Images sans paroles

Par Fahd Iraqi

Mohammed VI a inauguré cette semaine la Maison de la presse à Tanger. Un complexe dédié aux hommes des médias et qui se veut à la fois un centre de recherche et de formation mais aussi un espace de loisirs. Salle de conférences, théâtre, bibliothèque, piscine, parc de jeux pour les enfants… nos confrères du Syndicat national de la presse marocaine (SNPM), à l’origine de cette initiative, ont vu les choses en grand en mobilisant près de 15 millions de dirhams pour ce projet. Ça tombe bien, on s’éclate de moins en moins dans la profession… Mais ce n’est pas sur des considérations corporatistes que l’on va s’attarder !
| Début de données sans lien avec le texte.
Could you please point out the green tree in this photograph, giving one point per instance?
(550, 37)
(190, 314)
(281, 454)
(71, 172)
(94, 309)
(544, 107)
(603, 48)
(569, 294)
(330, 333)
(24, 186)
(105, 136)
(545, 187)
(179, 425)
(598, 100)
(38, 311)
Cette inauguration de notre Sahafa House (voir p. 22) n’est pas comme les autres. Il s’agit de la première activité royale qui touche de près au secteur médiatique. Elle peut laisser entrevoir un certain retour en grâce de la presse nationale. Jusque-là, les représentants de la profession n’ont pas été en odeur de sainteté auprès des hommes du Palais. Sinon comment expliquer que le roi n’ait plus jamais embarqué de journalistes marocains dans ses tournées à l’étranger depuis 2002 ? Depuis une douzaine d’années, seuls les big boss des médias officiels et des journalistes étrangers triés sur le volet accompagnent le souverain dans ses déplacements. Mohammed VI est d’ailleurs un des rares (peut-être même l’unique) chefs d’Etat qui ne parlent pas aux médias de leur pays. Le centre du pouvoir du royaume chérifien ne compte pas de presse accréditée, si ce n’est les cameramen attitrés de « l’équipe royale ». Mêmes les activités officielles présidées par Mohammed VI au royaume ne sont qu’à de très rares occasions ouvertes aux représentants de l’opinion publique.
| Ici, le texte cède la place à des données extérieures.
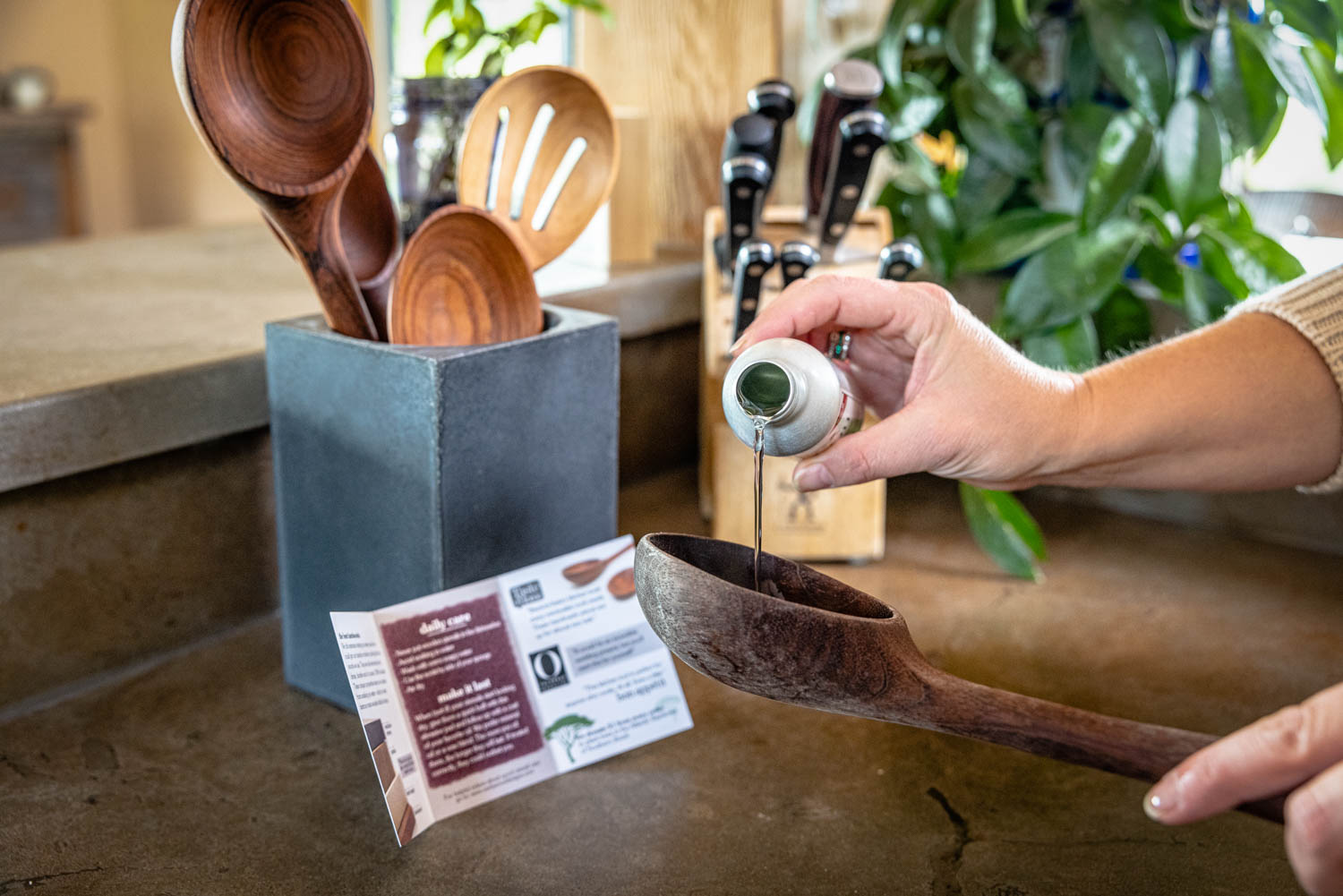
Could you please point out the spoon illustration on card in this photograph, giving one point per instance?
(590, 570)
Le fait que Mohammed VI inaugure un projet structurant pour la presse, qu’il pose en photo avec nos confrères, est un signal très positif. Il donne envie d’espérer, d’y croire… On peut ainsi imaginer que pour le prochain déplacement royal en Chine, les médias nationaux pourront se mêler à la délégation accompagnant le monarque. Et du moment que les espoirs sont toujours permis, espérons même voir un jour Mohammed VI tenir une conférence de presse, comme l’a fait à plusieurs reprises son père. Et pourquoi pas faire encore mieux : accorder, inchallah, un entretien télévisé à un panel de journalistes marocains.

« Sacrilège ! », s’offusqueront les tenants d’une vision archaïque du régime monarchique. « Comment imaginer que Sa Majesté puisse répondre à des questions posées par ses sujets ? ». N’en déplaise à ces défenseurs zélés du protocole, une telle approche dans la communication royale ne peut être que bénéfique. Elle va dans le sens de l’histoire, dans le sens de cette construction démocratique que le régime nous promet. Les communicants expérimentés du Palais sont conscients 
de cette réalité, mais n’osent pas encore l’admettre. Pourtant, franchir ce mur du son, basculer d’une com’ royale muette à l’insertion de la piste audio, ferait sauter bien des verrous. Les conseillers du roi, ces spin doctors très influents, n’auront plus aucune excuse pour garder le silence.